The original graph is in the upper left. The edges of the original graph are blue, and the vertices of the original set of vertices, V , are colored orange. Note that the chromatic number of the original graph is 2, just like its clique number. Also illustrated in this graph are the set of vertices, U, along with the vertex, w, which will be needed for the construction. The vertices in U are colored purple, and w is colored black.

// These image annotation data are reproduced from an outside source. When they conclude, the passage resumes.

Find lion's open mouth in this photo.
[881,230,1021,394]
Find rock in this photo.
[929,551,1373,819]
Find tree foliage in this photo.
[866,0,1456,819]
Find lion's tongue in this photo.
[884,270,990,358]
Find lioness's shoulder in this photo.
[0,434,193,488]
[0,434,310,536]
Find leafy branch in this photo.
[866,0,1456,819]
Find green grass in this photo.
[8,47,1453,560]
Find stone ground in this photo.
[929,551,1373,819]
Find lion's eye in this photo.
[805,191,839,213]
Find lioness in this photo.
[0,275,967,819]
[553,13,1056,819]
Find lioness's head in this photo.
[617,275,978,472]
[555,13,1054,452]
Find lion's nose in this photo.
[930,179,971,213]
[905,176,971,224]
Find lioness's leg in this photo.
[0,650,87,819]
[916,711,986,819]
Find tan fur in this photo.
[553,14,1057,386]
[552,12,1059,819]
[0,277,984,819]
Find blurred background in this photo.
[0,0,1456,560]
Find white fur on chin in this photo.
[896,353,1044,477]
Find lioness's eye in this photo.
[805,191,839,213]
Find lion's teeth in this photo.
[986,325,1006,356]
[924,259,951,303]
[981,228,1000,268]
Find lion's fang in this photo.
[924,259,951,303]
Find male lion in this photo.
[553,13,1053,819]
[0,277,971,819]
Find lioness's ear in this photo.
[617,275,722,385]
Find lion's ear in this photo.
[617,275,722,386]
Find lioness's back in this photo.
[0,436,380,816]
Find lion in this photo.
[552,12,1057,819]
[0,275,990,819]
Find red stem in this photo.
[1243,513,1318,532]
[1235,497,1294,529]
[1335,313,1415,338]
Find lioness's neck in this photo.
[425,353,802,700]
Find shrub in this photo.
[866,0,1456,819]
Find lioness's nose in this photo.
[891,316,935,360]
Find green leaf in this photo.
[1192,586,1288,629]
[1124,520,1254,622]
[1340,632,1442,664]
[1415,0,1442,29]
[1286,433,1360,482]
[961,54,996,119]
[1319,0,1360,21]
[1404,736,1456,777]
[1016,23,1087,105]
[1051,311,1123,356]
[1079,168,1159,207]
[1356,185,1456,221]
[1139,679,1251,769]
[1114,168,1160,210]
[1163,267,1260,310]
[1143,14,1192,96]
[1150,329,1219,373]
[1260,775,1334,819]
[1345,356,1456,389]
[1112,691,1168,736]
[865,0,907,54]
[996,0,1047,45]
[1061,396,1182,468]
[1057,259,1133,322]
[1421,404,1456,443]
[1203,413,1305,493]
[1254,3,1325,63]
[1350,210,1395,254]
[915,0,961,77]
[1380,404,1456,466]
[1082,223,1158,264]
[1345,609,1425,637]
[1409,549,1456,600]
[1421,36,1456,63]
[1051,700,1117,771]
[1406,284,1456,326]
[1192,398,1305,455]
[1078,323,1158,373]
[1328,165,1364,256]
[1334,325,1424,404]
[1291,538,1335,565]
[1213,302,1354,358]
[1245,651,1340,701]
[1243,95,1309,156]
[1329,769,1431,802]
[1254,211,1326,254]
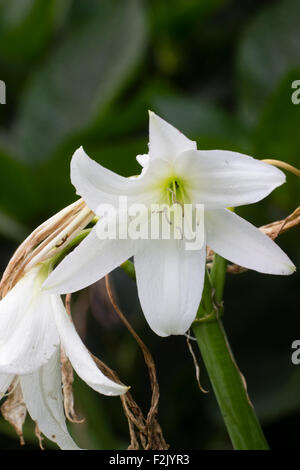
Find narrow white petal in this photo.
[149,111,197,161]
[0,270,59,374]
[0,374,14,400]
[71,147,161,213]
[52,295,128,395]
[205,209,295,274]
[43,227,134,294]
[134,240,206,336]
[175,150,285,208]
[20,349,79,450]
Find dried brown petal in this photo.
[1,379,26,445]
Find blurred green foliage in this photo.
[0,0,300,449]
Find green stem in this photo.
[193,255,268,450]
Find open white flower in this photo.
[44,112,295,336]
[0,265,127,449]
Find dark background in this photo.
[0,0,300,449]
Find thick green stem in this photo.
[193,256,268,450]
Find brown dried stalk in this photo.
[206,206,300,274]
[1,379,27,446]
[0,199,94,298]
[62,288,169,450]
[105,276,169,450]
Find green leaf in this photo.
[0,150,38,223]
[15,0,145,164]
[254,67,300,211]
[153,96,249,152]
[0,0,70,63]
[237,0,300,125]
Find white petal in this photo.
[71,147,159,213]
[175,150,285,208]
[43,227,133,294]
[134,240,206,336]
[52,295,128,395]
[0,270,59,374]
[205,209,295,274]
[20,349,79,450]
[149,111,197,161]
[0,374,14,400]
[136,154,149,168]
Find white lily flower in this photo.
[44,112,295,336]
[0,264,127,449]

The graph labeled “1” is the graph that follows the first instruction in the preceding paragraph, connecting every vertex in U to w. The edges that show this are colored red. The graph labeled “2” is the graph that follows the second instruction in the preceding paragraph. The edges that show this are colored green. The graph labeled “3” is the graph that follows the third instruction in the preceding paragraph. The edges that show this are colored aqua. The graph labeled “3” is the Myscielskian Construction of the original graph. Notice that its chromatic number is 3, while its clique number is still 2.
Example 2
The Mycielski Construction for five vertices is known as the Grotsch graph. It is the smallest graph – free of triangles – to have a chromatic number 26 of 4. It is illustrated below in the same manner that the last example was using the same color key.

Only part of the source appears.